Turning to “Globalization,” Julian Stallabrass and Hanrou Hu treat that global transformations of expanded art markets and new biennials is only apparently liberating. New artists and art capitals have emerged but to serve the new global rich and in different ways they expose the backside of spectacularly staged global capitalism. Here, the focus of the section, “Design,” well fits in. Although Rick Poyner has more hope for “critical design,” a critical, self-initiated kind of design that resists the industry and embraces gallery and art practices, Camiel van Winkel notes that Art has increasingly since the 1980s assimilated the twin goals of “visibility” and “professionalism.” The artist makes art that is easy to understand, presented as an ethical mandate of constructive communication.
The pair of essays on “Canon” – by Robert Nelson and curator Ruth Noack – address issues of “Globalization” in that both seek ways to forefront constructed meaning in the contemporary curatorial scene. Nelson positively considers the role of canons in our understanding of the world, a way of organizing collective agency. Noack, curatory of documenta 12, accepted the historical embeddedness of the contemporary art shown there and she positioned herself frankly as a constructor of a canon. In the end, she and Nelson see canon formation as a social negotiation that individuals should consciously take part in. Turning to “Media,” Kaja Silverman and Laura Marks address mediality in historical and contemporary art. Silverman uses a Leonardo exhibition to reflect on media, as Marks does of Islamic art. Silverman is interested in the way in which the clear genealogy of Leonardo and progeny is frustrated in a constant state of metamorphosis, a fact underscored by the postmodern artistic practice of James Coleman, whose ephemeral installation – which has left no trace – accompanied the Leonardo show.

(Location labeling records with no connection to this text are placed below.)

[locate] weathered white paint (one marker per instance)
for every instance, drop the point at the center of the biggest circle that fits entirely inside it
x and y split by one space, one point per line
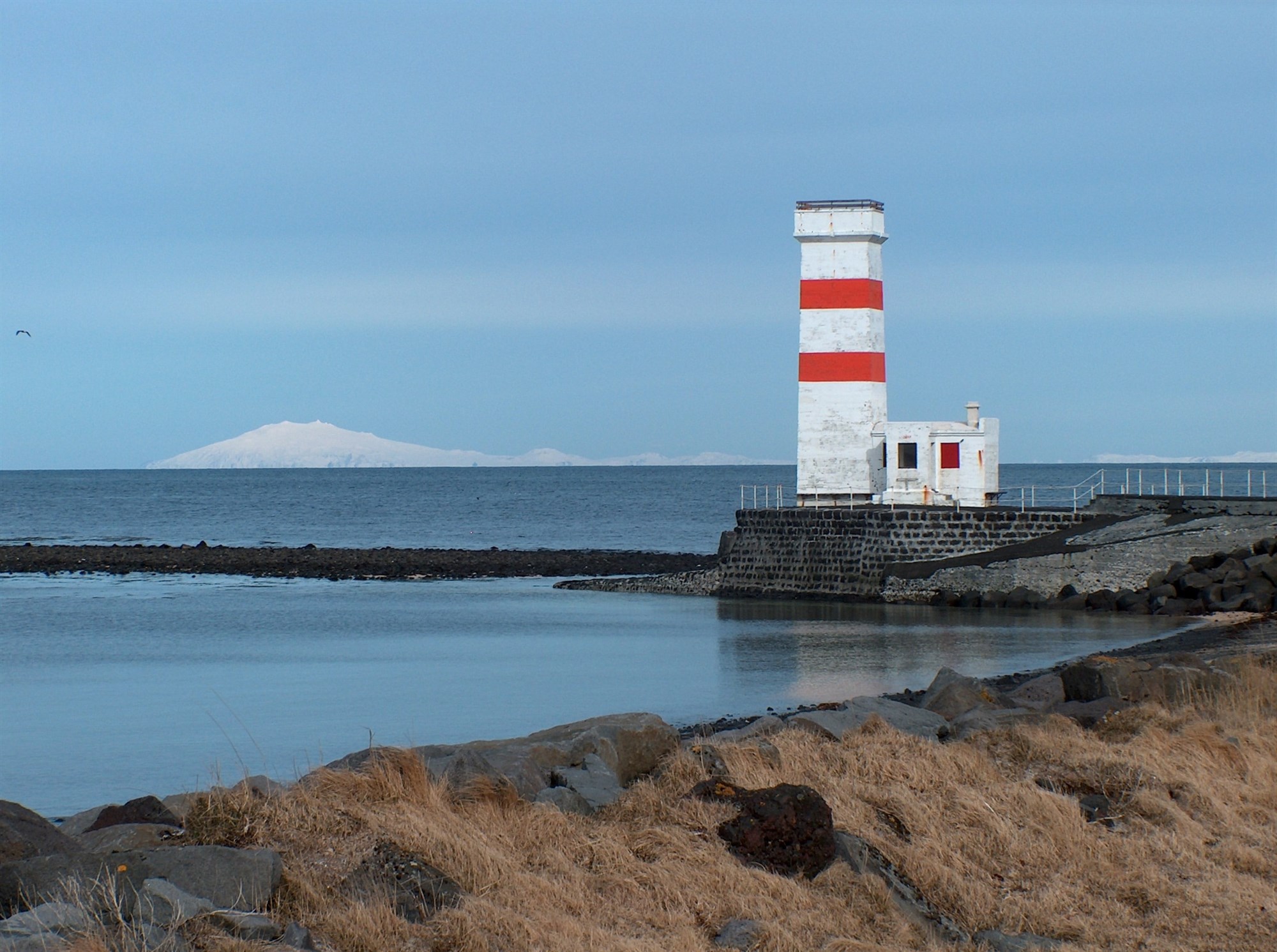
974 483
840 456
837 329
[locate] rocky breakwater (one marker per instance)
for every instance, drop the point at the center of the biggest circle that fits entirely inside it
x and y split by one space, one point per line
1243 580
130 872
1170 562
1011 815
312 562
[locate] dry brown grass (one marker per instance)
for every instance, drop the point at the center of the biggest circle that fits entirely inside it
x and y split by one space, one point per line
1191 866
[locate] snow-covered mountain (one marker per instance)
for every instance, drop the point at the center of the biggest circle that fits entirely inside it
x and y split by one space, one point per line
320 444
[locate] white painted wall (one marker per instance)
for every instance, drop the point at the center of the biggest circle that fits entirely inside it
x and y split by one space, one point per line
838 452
972 484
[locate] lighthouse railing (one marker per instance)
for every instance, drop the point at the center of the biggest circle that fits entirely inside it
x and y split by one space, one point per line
1145 481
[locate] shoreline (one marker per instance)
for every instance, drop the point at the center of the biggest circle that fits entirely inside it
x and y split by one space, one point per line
340 564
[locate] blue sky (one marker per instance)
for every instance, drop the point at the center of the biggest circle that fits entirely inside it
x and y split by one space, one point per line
508 225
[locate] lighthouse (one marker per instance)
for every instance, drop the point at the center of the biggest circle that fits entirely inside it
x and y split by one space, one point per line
842 351
849 452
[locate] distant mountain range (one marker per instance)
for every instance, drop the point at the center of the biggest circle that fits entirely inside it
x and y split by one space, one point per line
324 446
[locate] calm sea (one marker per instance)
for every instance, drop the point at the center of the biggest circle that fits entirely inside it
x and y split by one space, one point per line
677 508
116 687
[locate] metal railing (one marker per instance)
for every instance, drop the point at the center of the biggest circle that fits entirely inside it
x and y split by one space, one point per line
1140 481
766 497
838 203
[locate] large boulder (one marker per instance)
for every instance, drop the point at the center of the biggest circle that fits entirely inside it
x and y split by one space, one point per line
144 810
855 713
25 834
1089 714
866 859
630 746
1169 679
1039 693
1099 677
229 879
758 728
128 836
594 782
981 719
160 903
414 888
59 918
786 829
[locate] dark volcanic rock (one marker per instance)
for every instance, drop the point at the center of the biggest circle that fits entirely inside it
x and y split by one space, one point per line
786 829
311 562
25 834
416 889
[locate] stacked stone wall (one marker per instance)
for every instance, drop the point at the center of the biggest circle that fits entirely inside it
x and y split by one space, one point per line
845 553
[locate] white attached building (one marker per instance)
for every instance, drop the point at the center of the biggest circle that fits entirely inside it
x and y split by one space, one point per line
942 464
849 451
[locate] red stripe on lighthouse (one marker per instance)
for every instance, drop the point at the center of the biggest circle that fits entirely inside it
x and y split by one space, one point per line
841 292
868 366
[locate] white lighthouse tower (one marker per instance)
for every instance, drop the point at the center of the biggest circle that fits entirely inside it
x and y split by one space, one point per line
842 352
849 452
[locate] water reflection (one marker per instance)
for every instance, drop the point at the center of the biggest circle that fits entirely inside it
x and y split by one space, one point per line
810 651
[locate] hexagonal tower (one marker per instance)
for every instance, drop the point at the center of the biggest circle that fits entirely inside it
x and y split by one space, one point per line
842 352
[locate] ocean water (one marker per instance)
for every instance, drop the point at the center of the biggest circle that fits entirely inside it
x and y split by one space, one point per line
677 508
116 687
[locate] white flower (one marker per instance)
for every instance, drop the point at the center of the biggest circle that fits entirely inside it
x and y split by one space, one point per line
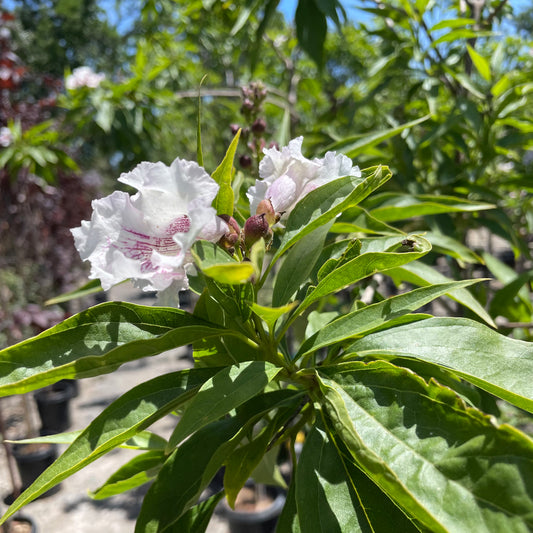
147 237
287 176
84 77
6 137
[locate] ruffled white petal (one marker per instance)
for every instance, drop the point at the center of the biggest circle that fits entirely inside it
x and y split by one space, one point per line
147 237
286 176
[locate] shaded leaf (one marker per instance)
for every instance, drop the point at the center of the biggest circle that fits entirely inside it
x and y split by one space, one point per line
326 202
91 287
447 466
97 341
132 412
225 391
363 321
421 274
134 473
497 364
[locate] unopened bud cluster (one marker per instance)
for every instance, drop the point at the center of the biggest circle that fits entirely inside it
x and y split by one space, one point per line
255 125
258 226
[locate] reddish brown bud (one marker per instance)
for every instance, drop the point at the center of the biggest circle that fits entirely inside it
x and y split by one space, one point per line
265 208
230 239
259 127
255 228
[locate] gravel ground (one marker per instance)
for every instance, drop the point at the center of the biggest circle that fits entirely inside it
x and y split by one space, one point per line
71 509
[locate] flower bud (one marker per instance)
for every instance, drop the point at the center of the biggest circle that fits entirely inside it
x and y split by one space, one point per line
245 161
265 208
231 238
259 127
255 228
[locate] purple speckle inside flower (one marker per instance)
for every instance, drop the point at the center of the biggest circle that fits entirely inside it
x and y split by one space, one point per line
181 224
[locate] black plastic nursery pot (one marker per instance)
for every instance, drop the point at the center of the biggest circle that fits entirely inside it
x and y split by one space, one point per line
53 404
20 524
32 460
248 519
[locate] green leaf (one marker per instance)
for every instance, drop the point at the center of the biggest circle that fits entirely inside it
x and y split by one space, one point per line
481 356
92 287
365 265
311 29
288 520
298 264
98 341
452 247
326 202
225 391
334 496
134 473
358 220
356 145
325 499
390 207
271 314
132 412
449 467
208 254
223 175
481 64
373 316
230 273
197 518
144 440
421 274
191 466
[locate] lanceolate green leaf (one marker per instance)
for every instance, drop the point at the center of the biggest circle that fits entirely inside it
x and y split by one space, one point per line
357 219
376 315
223 175
225 391
497 364
98 341
353 146
390 207
91 287
419 273
191 466
334 496
298 264
325 499
230 273
120 421
447 466
197 518
365 265
186 473
326 202
134 473
143 440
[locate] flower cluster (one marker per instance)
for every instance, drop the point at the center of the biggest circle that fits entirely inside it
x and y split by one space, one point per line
147 237
286 176
84 77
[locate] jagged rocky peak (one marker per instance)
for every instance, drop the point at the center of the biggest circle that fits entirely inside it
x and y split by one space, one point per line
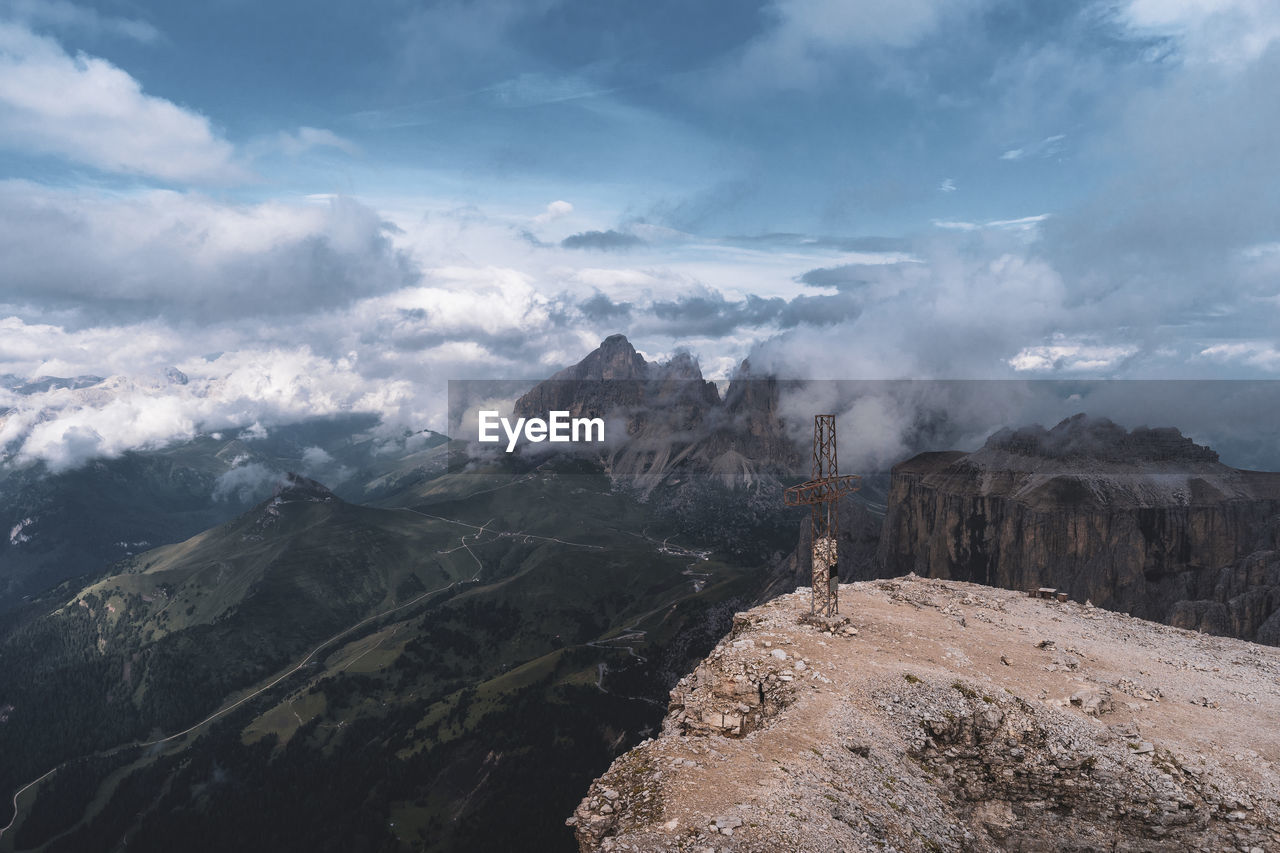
1084 437
613 359
302 488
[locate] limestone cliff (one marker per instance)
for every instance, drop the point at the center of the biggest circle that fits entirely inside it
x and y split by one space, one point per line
1142 521
947 716
667 423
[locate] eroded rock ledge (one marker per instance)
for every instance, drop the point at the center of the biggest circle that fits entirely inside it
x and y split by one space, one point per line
949 716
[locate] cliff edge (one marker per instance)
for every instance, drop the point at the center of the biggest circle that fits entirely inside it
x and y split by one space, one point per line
937 715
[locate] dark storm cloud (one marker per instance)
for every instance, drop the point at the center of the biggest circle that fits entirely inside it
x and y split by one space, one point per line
602 308
604 241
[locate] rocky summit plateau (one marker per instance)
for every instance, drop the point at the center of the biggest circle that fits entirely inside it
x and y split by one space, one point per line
938 715
1143 521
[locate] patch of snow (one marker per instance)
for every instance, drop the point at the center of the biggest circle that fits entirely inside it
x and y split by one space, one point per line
17 536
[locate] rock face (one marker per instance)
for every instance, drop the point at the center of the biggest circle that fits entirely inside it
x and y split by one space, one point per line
667 422
950 716
1143 521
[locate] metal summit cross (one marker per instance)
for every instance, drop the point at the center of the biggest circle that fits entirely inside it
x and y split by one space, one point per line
821 496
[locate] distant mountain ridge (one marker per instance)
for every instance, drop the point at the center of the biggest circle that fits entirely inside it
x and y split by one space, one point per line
675 422
1143 521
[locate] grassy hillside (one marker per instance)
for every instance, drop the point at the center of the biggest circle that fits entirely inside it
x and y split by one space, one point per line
443 671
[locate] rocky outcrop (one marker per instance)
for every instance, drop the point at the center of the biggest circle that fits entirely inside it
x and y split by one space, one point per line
1143 521
950 716
667 423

The last section, “Romanticism,” is a fitting conclusion to the book, because Romanticism in this sense is another way of saying modernity and Jos de Mul and Jörg Heiser locate our position, “now,” in the title of the book. Giving a genealogy of romantic ideas, de Mul endorses Schiller’s definition of romantic desire as an “eternal oscillation between enthusiasm and irony.” Heiser seeks out more artists to explore a similar opposition between romanticism and conceptualism. Good art combines both. For de Mul, the path between enthusiasm and irony is a “tightrope.” For both, instructively, this means that we are neither modern nor postmodern. In light of the global focus of the book as a whole, this suggests that oppositional discursive practices won’t save us but those moored in modernity itself that haven’t left us and indeed inform the rest of the world’s activities.